Cayó de culo con la manija en sus manos, podrida. La miró como tal vez han de mirar los arqueros a una pelota recién sacada de la red. Segundos nomás, porque se rehízo ante la adversidad, salió al alerón de estribor, trepó una escala, y se dispuso a accionar la sirena desde el mismo puente de señales, la cubierta más alta del buque, a unos veintipico de metros sobre la superficie del río. Casi asfixiado de tantos piques, agarró bien fuerte con las dos manos la palanca, y empezó a tirar. Con todo tiraba. Colgado de ella, trabando sus pies contra la base de la chimenea. Nada. Iba cubriéndose de hollín y de transpiración. Todo el cuerpo le temblaba del esfuerzo. Y nada. No había caso. Allá abajo, ínfima, se arrastraba la coreografía borracha de los tripulantes. Corrían por la cubierta unos, saltaban, se abrazaban otros. Distinguió al Negro Silva que daba vueltas carnero sobre el óxido de las chapas de cubierta.

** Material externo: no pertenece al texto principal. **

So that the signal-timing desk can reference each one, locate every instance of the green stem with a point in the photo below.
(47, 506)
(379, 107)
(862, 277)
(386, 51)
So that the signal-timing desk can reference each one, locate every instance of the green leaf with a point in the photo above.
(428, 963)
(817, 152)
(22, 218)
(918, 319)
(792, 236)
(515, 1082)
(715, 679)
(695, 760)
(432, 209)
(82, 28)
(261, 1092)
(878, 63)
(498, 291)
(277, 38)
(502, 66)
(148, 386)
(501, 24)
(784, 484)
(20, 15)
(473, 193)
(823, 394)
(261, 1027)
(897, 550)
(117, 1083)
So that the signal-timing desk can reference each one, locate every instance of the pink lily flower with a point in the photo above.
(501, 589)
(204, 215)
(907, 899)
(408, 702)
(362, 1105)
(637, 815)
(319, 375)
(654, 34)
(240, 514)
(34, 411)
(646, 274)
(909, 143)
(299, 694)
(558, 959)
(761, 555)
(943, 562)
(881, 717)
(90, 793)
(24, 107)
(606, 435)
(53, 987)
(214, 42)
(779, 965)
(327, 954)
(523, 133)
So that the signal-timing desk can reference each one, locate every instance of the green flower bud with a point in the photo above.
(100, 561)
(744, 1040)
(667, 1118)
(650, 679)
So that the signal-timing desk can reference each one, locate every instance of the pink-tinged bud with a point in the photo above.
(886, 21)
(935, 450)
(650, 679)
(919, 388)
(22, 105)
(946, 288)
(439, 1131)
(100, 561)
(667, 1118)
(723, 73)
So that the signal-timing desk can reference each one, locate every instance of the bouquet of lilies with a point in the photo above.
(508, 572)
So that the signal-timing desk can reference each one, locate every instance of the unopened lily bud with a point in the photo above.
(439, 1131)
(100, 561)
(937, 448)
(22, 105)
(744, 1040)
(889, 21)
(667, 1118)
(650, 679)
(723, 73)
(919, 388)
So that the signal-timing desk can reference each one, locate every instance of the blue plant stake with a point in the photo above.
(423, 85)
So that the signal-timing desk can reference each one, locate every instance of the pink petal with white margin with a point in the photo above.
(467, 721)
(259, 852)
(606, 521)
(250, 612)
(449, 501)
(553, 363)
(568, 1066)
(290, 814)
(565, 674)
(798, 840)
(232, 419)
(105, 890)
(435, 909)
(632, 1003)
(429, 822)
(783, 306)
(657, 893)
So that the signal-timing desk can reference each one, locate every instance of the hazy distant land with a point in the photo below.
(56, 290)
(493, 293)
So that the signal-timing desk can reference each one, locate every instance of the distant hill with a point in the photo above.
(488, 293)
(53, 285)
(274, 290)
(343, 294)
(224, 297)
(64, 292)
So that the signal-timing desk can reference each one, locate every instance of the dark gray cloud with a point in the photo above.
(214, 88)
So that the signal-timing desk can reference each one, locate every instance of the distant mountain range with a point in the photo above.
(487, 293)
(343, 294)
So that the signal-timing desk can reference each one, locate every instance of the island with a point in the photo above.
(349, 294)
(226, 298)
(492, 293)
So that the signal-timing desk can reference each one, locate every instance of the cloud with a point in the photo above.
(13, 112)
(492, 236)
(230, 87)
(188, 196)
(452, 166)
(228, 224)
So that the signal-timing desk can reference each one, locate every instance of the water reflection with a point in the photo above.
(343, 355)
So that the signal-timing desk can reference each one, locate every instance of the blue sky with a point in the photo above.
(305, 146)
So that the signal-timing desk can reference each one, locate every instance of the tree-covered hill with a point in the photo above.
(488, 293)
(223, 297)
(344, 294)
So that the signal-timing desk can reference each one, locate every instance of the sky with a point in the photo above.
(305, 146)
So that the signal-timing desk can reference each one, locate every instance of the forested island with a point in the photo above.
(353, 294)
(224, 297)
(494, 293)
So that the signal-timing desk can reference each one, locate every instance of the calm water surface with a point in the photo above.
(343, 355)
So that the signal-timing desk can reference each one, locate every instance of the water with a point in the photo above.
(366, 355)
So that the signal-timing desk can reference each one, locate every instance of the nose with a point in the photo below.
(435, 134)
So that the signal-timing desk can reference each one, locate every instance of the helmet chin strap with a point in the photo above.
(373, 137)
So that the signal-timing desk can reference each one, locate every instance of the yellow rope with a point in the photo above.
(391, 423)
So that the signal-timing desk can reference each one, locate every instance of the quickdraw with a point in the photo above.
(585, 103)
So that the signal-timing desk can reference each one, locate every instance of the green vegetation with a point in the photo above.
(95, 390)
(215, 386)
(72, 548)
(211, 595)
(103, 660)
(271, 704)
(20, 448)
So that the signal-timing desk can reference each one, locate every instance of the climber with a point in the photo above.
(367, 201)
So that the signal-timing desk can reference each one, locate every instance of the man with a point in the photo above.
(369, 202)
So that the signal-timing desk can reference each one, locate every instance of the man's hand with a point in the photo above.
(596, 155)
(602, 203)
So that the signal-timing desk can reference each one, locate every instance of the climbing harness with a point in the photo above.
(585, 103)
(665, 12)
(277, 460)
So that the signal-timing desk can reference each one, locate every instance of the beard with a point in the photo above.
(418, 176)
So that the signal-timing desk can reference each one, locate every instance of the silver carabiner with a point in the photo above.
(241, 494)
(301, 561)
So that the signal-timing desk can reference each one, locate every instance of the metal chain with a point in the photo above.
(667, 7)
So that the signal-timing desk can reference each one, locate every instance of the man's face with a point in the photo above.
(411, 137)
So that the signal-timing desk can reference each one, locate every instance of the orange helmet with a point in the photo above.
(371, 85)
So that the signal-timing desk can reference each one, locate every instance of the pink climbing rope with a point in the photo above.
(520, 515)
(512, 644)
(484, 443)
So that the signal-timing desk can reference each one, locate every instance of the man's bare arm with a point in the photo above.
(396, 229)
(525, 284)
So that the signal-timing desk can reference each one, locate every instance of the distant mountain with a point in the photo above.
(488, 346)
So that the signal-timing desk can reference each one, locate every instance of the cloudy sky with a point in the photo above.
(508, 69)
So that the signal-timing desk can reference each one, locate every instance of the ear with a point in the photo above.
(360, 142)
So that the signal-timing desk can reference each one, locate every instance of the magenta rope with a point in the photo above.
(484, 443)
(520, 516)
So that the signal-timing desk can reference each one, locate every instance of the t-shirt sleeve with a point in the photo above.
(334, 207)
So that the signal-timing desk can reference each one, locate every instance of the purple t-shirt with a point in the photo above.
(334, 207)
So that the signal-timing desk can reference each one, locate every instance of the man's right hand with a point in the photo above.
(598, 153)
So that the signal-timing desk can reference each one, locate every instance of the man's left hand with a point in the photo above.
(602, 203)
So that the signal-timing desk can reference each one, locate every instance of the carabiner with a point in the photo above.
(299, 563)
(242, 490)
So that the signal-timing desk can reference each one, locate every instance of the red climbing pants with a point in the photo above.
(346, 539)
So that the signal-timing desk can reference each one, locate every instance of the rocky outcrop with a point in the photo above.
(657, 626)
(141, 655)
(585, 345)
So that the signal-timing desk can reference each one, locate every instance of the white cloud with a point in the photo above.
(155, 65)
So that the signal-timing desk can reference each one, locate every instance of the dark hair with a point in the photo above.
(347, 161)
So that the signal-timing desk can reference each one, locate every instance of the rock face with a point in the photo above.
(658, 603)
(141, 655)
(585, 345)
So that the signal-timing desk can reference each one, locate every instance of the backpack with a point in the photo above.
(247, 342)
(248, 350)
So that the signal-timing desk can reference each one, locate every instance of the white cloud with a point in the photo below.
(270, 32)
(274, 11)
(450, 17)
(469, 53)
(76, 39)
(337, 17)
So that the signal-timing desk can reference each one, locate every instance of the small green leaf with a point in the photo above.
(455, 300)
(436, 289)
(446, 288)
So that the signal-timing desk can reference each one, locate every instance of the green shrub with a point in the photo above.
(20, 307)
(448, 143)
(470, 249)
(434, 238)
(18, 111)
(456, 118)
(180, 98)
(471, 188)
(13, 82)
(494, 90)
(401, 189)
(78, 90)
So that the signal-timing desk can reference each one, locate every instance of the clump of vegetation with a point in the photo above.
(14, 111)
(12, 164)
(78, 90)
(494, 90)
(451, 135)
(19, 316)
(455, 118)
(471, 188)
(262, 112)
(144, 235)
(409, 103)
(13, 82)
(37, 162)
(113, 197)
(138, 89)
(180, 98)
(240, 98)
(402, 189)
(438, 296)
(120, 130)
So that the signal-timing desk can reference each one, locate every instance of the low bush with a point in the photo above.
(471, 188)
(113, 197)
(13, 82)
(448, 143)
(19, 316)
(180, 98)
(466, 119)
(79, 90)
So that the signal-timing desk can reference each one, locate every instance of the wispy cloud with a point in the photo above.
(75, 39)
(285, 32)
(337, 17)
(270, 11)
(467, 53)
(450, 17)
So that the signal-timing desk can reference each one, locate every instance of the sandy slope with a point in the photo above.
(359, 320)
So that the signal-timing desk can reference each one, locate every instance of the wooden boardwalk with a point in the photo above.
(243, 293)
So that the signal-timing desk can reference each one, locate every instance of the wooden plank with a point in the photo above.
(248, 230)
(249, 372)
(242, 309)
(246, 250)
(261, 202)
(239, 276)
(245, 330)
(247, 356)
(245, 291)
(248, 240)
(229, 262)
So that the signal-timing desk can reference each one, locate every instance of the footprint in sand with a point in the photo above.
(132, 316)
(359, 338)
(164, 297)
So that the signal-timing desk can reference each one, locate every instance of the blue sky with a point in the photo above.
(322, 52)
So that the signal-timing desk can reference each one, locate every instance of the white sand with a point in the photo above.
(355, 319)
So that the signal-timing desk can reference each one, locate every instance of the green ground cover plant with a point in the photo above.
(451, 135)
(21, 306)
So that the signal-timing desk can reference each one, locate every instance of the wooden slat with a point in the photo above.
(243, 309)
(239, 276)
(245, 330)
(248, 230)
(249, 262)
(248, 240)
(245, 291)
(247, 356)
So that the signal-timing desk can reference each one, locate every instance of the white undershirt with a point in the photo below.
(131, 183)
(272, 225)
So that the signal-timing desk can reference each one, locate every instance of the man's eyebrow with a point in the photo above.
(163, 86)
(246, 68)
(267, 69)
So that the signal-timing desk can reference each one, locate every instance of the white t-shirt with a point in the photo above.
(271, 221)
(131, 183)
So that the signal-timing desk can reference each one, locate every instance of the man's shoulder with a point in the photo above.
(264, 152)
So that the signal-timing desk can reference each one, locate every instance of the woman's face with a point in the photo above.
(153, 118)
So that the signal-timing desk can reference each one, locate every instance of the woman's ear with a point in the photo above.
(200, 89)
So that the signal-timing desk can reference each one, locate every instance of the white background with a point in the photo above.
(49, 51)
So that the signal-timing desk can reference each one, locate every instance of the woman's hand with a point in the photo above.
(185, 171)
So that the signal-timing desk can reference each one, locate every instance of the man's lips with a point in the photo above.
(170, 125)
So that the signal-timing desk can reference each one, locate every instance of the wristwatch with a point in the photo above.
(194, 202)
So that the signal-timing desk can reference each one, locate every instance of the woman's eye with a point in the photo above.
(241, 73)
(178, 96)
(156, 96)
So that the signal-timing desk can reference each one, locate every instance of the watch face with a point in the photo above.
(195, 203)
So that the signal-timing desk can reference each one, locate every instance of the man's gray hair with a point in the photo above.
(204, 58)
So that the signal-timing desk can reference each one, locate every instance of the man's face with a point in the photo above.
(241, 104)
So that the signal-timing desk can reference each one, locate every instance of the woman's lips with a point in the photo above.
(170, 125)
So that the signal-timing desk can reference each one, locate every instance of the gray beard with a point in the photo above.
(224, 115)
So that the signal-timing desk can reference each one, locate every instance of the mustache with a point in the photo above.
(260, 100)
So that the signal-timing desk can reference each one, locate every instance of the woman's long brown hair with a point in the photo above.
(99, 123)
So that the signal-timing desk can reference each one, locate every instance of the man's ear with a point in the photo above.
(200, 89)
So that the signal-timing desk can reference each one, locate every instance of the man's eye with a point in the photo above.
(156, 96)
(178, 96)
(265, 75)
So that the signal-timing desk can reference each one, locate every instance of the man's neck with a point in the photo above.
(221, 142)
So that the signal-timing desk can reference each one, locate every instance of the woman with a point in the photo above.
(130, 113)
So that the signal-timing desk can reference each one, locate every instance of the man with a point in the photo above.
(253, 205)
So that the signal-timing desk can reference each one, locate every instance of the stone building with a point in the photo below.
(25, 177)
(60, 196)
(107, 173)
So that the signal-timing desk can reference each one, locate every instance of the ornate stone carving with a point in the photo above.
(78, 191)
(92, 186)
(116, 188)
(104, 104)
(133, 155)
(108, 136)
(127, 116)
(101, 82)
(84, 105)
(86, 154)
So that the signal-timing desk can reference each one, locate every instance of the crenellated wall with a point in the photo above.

Más allá, acodados en el espejo de popa del Praetorius, un par de alemanotes taciturnos apreciaba el espectáculo con binoculares. Detectó que uno lo señalaba y se le hinchó cada músculo. Setenta kilos de orgullo colgados de esa puta palanca y no se quería mover.

Hizo una patriada de minuto noventa y pegó el trancazo. Lentamente, cedieron las capas de grasa, tizne y pintura que pegoteaban el mecanismo. Él cayó de espaldas sobre la cubierta. Atragantada, la sirena soltó un airecito cual pedo liberado en ceremonia. Y nada más.

Tirado ahí, aún sin largar la palanca, hecho una roña, vio que allá abajo los muchachos defendían la honra dele gritar:

-¡Ar-gen-tin-na, Ar-gen-ti-na!

Acodados en la popa de su nave, los marineros rubios seguían estudiándolos.

Desde la Paulino, un monstruo verde y amarillo echado con medio lomo fuera del agua, la brisa acercaba un perfume a uva Isabela, a vino de la costa, a brindis de pobres.